Close this search box.

Teacher and Performer: Francesca Arnone

Julie Koidin | May June 2011

   Francesca Arnone has performed in orchestras in varied parts of the world. Now as a flute professor at West Virginia University, she brings this love of musical exploration to her students. “I think it’s critical for students to hear other players from different programs and countries. It’s a revelation because they can get stuck in their own world.” She also introduces her students to teaching and provides the opportunity for them to assist at a summer high school flute camp.
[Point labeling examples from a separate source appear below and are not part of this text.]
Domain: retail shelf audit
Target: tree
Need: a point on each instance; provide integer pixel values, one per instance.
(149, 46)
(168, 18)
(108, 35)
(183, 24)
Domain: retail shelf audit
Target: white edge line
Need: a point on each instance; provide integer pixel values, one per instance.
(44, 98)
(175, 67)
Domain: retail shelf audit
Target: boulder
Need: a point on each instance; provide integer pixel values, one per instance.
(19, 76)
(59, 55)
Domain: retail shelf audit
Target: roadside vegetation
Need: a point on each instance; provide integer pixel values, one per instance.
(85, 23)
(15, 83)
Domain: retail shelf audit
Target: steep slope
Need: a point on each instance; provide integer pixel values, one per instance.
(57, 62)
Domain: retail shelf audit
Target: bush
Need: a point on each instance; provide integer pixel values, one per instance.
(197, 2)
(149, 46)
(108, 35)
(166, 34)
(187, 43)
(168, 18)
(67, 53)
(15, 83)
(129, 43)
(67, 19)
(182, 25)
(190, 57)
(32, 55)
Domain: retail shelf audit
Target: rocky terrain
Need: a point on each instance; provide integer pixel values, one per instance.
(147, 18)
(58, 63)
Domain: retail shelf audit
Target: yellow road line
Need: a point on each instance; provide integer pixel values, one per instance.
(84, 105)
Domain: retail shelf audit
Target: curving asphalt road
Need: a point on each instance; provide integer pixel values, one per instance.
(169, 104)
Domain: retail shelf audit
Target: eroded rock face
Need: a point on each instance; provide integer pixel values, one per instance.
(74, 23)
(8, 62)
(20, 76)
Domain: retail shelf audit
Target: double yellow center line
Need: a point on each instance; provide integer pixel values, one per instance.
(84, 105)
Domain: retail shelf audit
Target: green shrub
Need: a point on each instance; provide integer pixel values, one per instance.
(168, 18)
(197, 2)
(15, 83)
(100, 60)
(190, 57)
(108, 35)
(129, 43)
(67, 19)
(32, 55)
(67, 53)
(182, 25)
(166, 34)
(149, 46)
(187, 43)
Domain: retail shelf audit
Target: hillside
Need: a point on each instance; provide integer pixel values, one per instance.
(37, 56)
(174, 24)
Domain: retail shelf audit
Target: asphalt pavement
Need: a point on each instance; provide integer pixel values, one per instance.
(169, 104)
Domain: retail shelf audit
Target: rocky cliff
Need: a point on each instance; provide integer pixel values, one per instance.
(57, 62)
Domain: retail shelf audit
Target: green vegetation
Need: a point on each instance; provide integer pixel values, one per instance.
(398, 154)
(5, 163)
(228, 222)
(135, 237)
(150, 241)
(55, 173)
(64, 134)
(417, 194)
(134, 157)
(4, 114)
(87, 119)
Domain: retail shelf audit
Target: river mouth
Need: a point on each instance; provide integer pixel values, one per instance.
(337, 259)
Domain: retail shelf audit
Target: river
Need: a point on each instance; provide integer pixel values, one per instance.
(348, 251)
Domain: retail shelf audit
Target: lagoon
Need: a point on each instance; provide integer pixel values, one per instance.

   Arnone got her first experience playing flute at age eight. At the private school she attended, all the students played in band. “I wanted to play the clarinet because a friend of mine played it. My parents, however, bought me a used flute for $50. It took me two weeks to get a sound, but I stuck with it. One day it clicked, and I finally figured out how to aim the air stream.”
   A year later Arnone was playing in Port Charlotte’s community band where she sat alongside seasoned musician Harry Collette, a retired jazz and big band saxophonist from Detroit. Collette happened to be in the process of learning the flute and gave Francesca her first private lessons. “We were basically learning together. He also had me play in the community pops orchestra beside him.”
   As a senior in high school she studied with Kenneth Scutt, who had just retired from the Associate Principal position in the Philadelphia Orchestra. “Mr. Scutt was very intimidating to me. He had studied at Curtis with Kincaid and Tabuteau. I wanted to pursue music, but he thought that, although I had potential, I was starting too late. I think he was frustrated with how much work had to be done. It was palpable to me as a young student how far behind I was, and this created a lot of difficulty for me.” Scutt suggested that Arnone consider Florida State instead of Oberlin, the school on which she had set her sights. “Just to be difficult, I didn’t even apply to Florida State. I’m sure I would have gotten tons out of Charles Delaney, but in my immature way, I was drawing a line in the sand as well as challenging myself.”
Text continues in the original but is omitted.